Investors Dilemma

Long standing, difficult challenges in the market typically aren’t solved by incremental innovation but rather require radical invention: new ways of doing things. 

 Innovation, the process of incrementally improving existing methods is somewhat common.  Innovation yields understandable, easily implementable, quick and small improvements to existing systems.  Innovations are typically iterations in an ongoing evolution of things.  Innovations offer low cost, fast marketing and some moderate revenue generation.  The market is familiar with, comfortable with and readily accepting of incremental innovation.  The investor too, is more comfortable with innovations costs and return process.

Invention is rare, requires time, needs enduring commitment, lives on newly developed talent and is resource intensive.  True invention means new language, new tools, new products, new end uses, new budget and new habits to access the new benefits.  The benefits of invention are typically slow developing but yield but long term growth with extremely high return.  Real inventions are extremely rare and not many of them survive the first attempt.  Not many investors have experience with real inventions, their roadmap and benefits but any investor would love to be a part of one.

The dilemma is investors want the low cost, fast roadmap and quick turn time of an innovation with the long term, high yield and true social benefit of a bona fide invention.
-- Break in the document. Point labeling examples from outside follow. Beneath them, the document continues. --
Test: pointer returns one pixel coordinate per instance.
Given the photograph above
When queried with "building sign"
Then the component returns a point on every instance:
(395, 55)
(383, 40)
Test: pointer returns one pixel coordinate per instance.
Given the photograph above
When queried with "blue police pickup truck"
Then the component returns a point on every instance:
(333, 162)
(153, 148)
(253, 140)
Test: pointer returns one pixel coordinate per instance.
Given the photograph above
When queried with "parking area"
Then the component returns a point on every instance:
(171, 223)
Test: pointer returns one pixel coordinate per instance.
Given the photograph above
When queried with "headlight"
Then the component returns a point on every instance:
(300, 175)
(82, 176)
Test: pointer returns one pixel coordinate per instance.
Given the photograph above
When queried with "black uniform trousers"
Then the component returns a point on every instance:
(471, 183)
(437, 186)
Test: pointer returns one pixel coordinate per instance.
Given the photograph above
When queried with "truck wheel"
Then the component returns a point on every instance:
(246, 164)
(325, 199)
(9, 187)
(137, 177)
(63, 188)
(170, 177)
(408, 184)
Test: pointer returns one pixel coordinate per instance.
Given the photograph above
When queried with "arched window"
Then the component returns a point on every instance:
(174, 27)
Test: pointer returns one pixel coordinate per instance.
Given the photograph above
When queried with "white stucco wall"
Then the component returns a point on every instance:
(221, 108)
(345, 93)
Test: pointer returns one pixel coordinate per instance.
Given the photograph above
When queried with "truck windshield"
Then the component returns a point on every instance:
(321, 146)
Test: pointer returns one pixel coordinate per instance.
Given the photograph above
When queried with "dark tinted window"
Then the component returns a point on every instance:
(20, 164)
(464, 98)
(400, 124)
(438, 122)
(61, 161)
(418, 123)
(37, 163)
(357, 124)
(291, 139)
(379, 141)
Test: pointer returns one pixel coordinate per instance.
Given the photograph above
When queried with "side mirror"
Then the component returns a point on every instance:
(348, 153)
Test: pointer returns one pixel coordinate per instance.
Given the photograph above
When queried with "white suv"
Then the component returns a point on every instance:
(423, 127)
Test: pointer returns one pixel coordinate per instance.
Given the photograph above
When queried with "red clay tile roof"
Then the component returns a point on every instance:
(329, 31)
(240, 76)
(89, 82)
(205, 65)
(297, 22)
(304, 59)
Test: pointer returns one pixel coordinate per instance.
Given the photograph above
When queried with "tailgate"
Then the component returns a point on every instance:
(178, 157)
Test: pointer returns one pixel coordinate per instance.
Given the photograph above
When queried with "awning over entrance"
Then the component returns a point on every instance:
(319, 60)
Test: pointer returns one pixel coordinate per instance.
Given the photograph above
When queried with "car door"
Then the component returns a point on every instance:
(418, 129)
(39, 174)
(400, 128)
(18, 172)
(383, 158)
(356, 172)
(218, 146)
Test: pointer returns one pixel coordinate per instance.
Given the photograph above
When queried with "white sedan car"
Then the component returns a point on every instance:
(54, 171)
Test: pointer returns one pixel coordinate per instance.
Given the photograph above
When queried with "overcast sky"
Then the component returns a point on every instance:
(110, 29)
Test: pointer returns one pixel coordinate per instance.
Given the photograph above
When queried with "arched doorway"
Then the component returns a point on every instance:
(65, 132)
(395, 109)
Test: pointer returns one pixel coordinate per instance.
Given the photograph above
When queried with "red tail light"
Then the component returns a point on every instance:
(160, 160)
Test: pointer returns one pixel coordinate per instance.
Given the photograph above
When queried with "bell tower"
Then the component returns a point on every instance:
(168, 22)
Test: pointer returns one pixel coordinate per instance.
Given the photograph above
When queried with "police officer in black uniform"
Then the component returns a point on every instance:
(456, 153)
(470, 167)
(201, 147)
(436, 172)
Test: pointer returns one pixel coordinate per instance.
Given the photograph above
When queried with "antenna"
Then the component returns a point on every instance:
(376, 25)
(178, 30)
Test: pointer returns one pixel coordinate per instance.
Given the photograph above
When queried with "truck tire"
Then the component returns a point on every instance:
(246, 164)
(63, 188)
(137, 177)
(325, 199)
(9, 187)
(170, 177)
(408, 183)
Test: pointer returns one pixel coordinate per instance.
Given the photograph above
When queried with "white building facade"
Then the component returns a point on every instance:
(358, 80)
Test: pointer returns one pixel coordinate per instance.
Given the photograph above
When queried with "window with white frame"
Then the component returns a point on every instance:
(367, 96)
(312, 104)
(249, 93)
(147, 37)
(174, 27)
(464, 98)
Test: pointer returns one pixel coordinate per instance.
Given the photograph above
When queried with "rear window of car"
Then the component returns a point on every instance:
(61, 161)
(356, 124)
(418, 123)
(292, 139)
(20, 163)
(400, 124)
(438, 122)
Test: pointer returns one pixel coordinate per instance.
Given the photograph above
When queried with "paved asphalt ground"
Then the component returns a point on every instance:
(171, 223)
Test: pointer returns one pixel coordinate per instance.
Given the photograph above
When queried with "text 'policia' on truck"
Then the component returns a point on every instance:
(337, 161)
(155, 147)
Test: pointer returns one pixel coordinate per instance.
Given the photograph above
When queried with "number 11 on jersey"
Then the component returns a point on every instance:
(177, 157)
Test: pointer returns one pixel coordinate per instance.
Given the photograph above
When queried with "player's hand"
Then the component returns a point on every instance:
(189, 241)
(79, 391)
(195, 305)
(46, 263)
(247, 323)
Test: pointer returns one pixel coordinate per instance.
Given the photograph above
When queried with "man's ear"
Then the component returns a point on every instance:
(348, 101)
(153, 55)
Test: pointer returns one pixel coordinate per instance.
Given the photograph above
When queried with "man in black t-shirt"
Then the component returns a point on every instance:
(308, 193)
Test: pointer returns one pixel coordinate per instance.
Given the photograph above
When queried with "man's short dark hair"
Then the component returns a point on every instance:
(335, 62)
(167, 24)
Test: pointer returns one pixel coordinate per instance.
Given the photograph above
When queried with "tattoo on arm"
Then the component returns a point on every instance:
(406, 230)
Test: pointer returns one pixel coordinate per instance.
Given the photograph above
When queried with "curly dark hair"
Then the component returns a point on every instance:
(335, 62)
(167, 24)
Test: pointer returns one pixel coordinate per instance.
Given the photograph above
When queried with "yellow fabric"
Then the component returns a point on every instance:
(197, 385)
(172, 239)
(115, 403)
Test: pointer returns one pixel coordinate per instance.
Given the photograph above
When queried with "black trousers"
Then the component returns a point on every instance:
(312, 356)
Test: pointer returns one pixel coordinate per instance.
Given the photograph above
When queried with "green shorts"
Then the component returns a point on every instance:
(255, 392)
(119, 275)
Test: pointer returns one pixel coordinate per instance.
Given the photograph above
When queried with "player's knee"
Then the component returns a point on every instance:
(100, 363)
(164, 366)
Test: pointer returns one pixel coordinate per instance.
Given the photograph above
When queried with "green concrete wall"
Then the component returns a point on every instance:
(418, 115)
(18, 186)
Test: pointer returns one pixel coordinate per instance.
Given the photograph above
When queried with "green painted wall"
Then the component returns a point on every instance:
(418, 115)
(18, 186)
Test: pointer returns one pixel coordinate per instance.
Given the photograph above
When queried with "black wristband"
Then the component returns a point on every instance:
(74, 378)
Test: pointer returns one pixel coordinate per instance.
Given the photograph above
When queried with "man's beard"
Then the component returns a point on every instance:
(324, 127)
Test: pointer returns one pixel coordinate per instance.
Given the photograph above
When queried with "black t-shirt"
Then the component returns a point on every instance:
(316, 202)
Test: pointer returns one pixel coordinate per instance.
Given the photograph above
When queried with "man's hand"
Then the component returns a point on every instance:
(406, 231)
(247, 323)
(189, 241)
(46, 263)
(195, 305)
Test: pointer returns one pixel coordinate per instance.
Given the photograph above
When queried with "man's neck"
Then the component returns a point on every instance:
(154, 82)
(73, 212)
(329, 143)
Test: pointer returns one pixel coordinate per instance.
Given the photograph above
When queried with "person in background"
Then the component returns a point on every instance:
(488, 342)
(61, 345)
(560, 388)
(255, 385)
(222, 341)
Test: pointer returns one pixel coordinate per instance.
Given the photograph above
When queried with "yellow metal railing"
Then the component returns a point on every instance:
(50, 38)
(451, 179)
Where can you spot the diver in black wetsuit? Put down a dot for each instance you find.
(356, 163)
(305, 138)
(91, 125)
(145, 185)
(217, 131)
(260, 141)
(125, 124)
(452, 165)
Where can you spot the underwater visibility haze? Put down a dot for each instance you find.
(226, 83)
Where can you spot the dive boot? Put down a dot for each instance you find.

This is a dilemma because the nature of doing something unique, special and of global value, by its very definition, is to do something where there are no established referential customers, budgets, processes, salespeople, manuals, market material and more.  It takes generally 5 years to make a new technology and then another 5 years to begin to exploit the market.  DOS took over 10 years and made its success in years from 10 to 20.  Mac took the same path, made its monetary successes in years 10 to 15.   The reason that this takes this long is because it is special and hard to do.  Once the window is open and the foundation is available, then the company can peak.  This same model of 10 + 5 + 5 (give or take) seems to be the norm for high potential inventions (there are exceptions).  These are also the world’s largest value products that address the longest standing challenges and ultimately lead to the greatest return for investors. 

The investor looking specifically for a large and fast return tends to try to drive the company to short term return opportunities that are not likely able to yield the full financial and human benefit of the invention potential.  Investment is impatient and this is both bad, and in some ways good, as it drives the company to meet demand.  Some investors can and some can’t afford to be patient as well.  

The greater and more sophisticated the invention the greater the need for time, talent, effort and funding and ultimately the greater the need for a sophisticated investor pool.  Unfortunately, the greater the investor pool the more diverse their interests and more demanding the management and communication.  So the bigger ideas lead to the greater opportunity that requires the larger investor pool that leads the the greater investor demand, misunderstanding and distraction.  This is where inventor/investor leadership much emerge.